Genève – Alors que les nations entamaient une deuxième semaine de négociations lundi pour un accord mondial pour mettre fin à la pollution plastique, un artiste a remporté des tas de déchets plastiques sur une grande sculpture devant le bureau des Nations Unies.
Les délégués aux pourparlers du traité passent quotidiennement par la sculpture dans un rappel de leur responsabilité de résoudre la crise de la pollution plastique. Les pourparlers devraient se terminer jeudi.
Benjamin von Wong, un artiste et activiste canadien, a conçu la sculpture de près de 18 pieds appelée le et a construit avec une équipe. C'est son point de vue sur la célèbre sculpture d'Auguste Rodin, «The Thinker» à Paris. Il y a une figure masculine dans la pensée profonde, comme le décrit Rodin. Mais au lieu de s'asseoir au sommet d'un rocher, la silhouette de Von Wong se trouve au sommet de la Terre Mère tout en berçant un bébé et en serrant des bouteilles en plastique.
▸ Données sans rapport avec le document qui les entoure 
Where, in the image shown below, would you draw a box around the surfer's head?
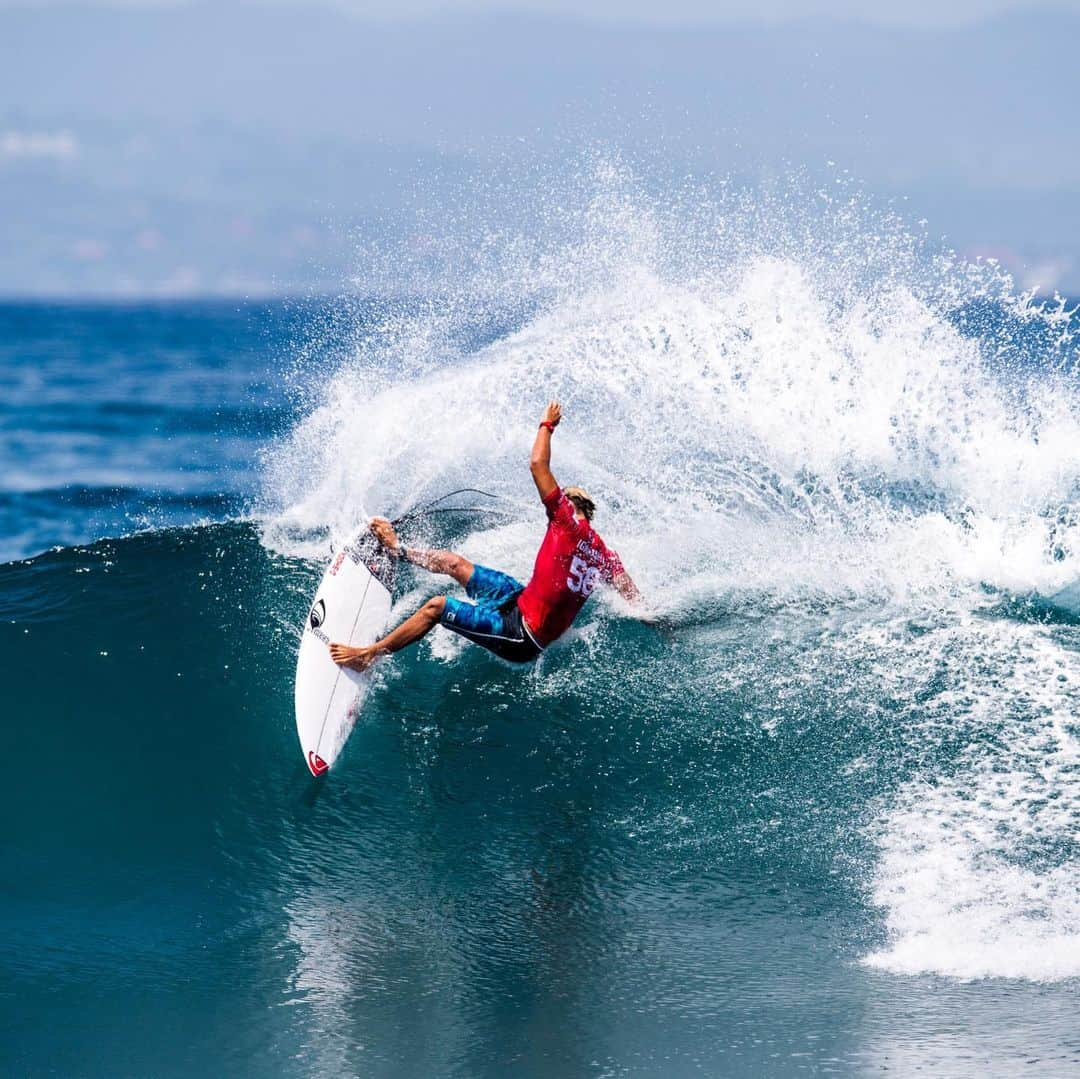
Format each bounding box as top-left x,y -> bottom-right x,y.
563,487 -> 596,521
Un brin d'ADN les entrelace pour mettre en évidence les effets sur la santé de la pollution plastique.
Avec l'aide de bénévoles, Von Wong ajoute des déchets plastiques à l'installation au cours des négociations pour refléter le coût croissant de l'inaction. Il a grimpé une échelle lundi pour atteindre le sommet de la sculpture et tisser des bouteilles en plastique à travers l'ADN. Il a mis une voiture en plastique à l'avant.
« À la fin de cette semaine, nous devrions avoir une sculpture presque complètement noyée dans les plastiques, cependant, l'espoir est qu'un traité en plastique fort et ambitieux signifie que nous pouvons résoudre ce problème une fois pour toutes », a-t-il déclaré.
La Minderoo Foundation, une organisation philanthropique australienne, était le plus grand donateur du projet. Les organisations à but non lucratif locales et les groupes communautaires ont collecté la poubelle en plastique.
Debout près de la sculpture, Maria Ivanova, une experte en gouvernance environnementale internationale, a déclaré qu'elle « vous réveille ». Ivanova est codirecteur du Plastics Center de la Northeastern University à Boston.
«Les gens ne changent pas d'avis à cause des faits. Ils le font à cause des sentiments», a-t-elle déclaré. «Et c'est là que je pense que l'art est absolument essentiel pour changer l'aiguille sur la politique.»
Les délégués et les touristes se sont arrêtés pour interroger Von Wong sur son travail et poser pour des photos devant lui. Michael Bonser, chef de la délégation canadienne, a qualifié l'œuvre d'art «extraordinairement profonde».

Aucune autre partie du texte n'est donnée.